Quali sarebbero gli obiettivi principali di possibili bombardamenti americani?
«Interverrebbero contro strutture militari, aeroporti, sistemi di comando e controllo per fiaccare Assad e per cercare di impedire alla difesa aerea siriana di rispondere. Non credo però che bombarderebbero la città di Damasco».
Quali le insidie maggiori per gli americani in caso di attacco?
«Oggi la difesa aerea siriana può contare sui missili S400 di fabbricazione russa. Gli stessi che sono stati venduti ai turchi. Questo rappresenta un serio pericolo per l’aviazione americana. Se la difesa aerea di Assad non può coprire l’intero territorio siriano di sicuro può farlo per quanto riguarda le aree principali. Quindi qualche aereo americano potrebbe essere abbattuto dai siriani».
Nel caso di un’escalation e di un intervento americano quale potrebbe essere il ruolo dell’Italia?
«Non ci sono dubbi sul fatto che l’Italia offrirebbe le proprie basi. D’altronde lo si è visto già in altre occasioni. Poi, dopo un eventuale attacco, andremmo a fare le cosiddette missioni di pace».
Generale cosa accadrebbe se Trump decidesse di agire in Siria?

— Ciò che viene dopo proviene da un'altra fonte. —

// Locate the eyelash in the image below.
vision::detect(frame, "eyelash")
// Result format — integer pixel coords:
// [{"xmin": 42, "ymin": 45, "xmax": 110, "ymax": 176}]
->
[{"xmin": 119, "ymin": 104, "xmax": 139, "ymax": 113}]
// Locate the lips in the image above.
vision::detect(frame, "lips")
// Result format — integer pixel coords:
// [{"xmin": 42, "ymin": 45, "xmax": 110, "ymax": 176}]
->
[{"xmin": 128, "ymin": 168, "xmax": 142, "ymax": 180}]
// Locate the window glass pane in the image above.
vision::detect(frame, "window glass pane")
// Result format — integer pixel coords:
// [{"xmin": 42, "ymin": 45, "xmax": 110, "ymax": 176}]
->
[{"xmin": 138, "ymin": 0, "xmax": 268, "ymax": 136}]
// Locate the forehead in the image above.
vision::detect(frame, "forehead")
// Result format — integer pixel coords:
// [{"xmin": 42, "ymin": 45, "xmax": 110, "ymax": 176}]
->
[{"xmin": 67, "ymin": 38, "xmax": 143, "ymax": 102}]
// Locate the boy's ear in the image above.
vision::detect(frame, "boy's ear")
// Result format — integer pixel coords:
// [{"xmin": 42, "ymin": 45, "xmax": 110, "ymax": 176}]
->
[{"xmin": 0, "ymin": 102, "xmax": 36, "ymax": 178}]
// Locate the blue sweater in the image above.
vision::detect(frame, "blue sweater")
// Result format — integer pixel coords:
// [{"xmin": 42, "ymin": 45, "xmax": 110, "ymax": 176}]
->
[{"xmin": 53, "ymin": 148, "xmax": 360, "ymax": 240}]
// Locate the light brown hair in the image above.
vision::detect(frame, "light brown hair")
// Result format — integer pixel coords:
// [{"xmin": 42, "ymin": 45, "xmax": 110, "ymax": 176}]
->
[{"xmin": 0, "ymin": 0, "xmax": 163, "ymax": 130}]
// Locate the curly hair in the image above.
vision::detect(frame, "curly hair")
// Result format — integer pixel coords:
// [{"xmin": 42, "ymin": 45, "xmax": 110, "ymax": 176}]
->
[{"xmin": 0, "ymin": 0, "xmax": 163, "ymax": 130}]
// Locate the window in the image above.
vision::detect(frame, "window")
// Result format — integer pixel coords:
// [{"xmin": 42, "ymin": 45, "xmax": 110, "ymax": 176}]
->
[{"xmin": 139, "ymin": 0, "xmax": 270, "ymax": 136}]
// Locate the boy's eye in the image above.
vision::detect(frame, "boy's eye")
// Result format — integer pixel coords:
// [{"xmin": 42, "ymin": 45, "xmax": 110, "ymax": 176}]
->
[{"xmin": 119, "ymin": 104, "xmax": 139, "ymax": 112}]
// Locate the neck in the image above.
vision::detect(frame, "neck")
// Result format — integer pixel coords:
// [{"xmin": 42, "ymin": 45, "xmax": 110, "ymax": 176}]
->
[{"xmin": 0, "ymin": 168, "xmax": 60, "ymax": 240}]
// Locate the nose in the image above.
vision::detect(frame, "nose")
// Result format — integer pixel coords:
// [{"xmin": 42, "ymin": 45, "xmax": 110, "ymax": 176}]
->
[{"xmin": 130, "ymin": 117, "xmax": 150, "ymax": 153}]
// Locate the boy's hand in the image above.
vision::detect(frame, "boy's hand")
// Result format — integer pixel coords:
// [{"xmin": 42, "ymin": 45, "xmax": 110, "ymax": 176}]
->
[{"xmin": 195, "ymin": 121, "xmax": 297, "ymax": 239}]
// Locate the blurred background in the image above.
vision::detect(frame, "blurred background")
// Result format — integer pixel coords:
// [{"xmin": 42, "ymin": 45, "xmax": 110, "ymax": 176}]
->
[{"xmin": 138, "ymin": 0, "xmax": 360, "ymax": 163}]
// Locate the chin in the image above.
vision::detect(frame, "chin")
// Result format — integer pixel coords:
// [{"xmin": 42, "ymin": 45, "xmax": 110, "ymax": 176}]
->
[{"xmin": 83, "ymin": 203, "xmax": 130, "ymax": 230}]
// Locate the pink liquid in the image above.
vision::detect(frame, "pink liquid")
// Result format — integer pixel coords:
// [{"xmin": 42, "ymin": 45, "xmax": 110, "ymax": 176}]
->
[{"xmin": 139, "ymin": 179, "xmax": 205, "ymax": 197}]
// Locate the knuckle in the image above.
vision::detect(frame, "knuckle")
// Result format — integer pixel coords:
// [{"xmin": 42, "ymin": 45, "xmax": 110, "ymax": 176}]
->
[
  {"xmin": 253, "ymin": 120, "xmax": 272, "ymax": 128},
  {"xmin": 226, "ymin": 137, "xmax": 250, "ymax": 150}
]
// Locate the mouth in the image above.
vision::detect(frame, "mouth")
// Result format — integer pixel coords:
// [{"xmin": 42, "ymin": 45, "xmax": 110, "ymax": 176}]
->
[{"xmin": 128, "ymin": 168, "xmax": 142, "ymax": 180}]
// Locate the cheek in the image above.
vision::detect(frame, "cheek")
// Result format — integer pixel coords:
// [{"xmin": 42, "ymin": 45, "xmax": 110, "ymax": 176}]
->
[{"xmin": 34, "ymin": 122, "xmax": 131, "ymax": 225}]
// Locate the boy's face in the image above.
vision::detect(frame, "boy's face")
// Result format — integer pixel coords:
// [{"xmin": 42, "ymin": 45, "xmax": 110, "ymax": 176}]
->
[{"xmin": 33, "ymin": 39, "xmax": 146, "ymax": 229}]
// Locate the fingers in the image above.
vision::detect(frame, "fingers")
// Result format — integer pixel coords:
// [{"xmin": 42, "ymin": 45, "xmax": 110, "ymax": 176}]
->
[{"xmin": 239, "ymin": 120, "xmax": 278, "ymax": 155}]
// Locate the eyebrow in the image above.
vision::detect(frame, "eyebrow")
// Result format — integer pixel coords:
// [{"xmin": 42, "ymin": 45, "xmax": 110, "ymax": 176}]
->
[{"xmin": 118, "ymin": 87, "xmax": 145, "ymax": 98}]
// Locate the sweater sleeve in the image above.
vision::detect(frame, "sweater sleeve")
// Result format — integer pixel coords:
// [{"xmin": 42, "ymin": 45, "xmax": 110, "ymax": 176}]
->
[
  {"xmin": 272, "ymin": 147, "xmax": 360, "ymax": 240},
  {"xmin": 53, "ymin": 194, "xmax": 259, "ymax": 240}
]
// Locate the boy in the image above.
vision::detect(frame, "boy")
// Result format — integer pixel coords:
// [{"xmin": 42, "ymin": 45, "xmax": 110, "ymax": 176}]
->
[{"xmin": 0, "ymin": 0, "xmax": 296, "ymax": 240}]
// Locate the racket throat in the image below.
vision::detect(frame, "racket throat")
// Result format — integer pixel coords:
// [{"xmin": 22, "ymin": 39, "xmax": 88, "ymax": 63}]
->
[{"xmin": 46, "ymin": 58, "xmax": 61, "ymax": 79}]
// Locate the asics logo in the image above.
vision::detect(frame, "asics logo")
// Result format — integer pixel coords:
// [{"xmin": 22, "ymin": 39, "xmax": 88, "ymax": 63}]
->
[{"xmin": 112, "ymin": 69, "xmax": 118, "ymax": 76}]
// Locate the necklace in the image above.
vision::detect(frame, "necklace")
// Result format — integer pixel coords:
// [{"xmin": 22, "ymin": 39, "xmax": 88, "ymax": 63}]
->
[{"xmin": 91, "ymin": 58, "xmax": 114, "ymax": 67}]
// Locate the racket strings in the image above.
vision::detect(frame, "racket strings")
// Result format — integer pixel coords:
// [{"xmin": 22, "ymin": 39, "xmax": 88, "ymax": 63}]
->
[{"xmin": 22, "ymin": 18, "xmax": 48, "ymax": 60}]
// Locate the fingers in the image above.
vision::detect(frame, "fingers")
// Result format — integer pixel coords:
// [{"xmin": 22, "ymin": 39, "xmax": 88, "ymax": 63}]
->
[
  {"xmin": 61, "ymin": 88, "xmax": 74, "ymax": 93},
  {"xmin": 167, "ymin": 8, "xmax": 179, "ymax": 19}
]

«Spero che Trump non prenda una decisione così sciagurata perché Assad è colui che finora ci ha salvato dall’Isis facendoci da argine al terrorismo jihadista e perché, se cadesse la Siria, poi sarebbe la volta del Libano. Un intervento americano sarebbe la miccia di un conflitto pericolosissimo in quanto coinvolgerebbe di sicuro anche la Russia e sarebbe una cosa davvero spaventosa. Spero che quello di Trump sia soltanto un abbaiare per non mordere. Sarebbe davvero una mossa sciagurata intervenire. Di sicuro ci stiamo avvicinando ad un momento critico per la storia del Mediterraneo. Se i russi capiscono che Assad è a rischio si sentiranno spinti ad intervenire a loro volta. Se succedesse una cosa del genere lo scenario sarebbe completamente differente e ci troveremmo di fronte alla terza guerra mondiale che vedrebbe il coinvolgimento di numerosi attori. Inoltre questo comporterebbe il rischio di un’escalation nucleare».